DLM-NL2JSON-4B is a specialized 4-billion parameter model developed by Data Science Lab., Ltd. It is a LoRA-merged Qwen3-4B fine-tuned for extracting structured JSON from Korean natural language queries. This model is designed for a specific production service, the Busan Metropolitan City public data analytics service, and is not a general-purpose NL-to-JSON converter.

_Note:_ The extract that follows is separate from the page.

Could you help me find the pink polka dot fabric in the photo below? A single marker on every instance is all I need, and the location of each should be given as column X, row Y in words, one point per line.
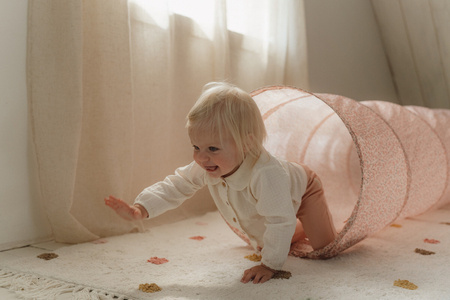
column 378, row 161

Key Capabilities & Performance

This model demonstrates exceptional performance on its target task, achieving 94.4% accuracy (96.8% adjusted) on 2,041 test samples. It significantly outperforms larger models like GPT-4o (80.5%) and Qwen3.5-35B (72.2%) in its domain. DLM-NL2JSON-4B shows particularly strong gains in categories like population patterns (ALP) and credit statistics, winning 8 out of 10 evaluated categories.

Important Considerations:

  • Service-Specific: This model is trained exclusively for a fixed set of predefined schemas and will not generalize to arbitrary JSON schemas or different prompt formats.
  • Strict Usage Requirements: Users must employ the exact system prompts and include corresponding special tokens (e.g., <TASK_CSM>) for correct operation.
  • Korean Only: All training data and prompts are in Korean.

Intended Use

This model is ideal for converting Korean natural language queries about public and economic data into structured JSON, specifically within the context of the Busan Metropolitan City Big Data Wave analytics dashboard. It serves as a reference for the effectiveness of domain-specific fine-tuning for constrained structured output tasks, enabling smaller, more efficient models to surpass general-purpose LLMs in specialized applications.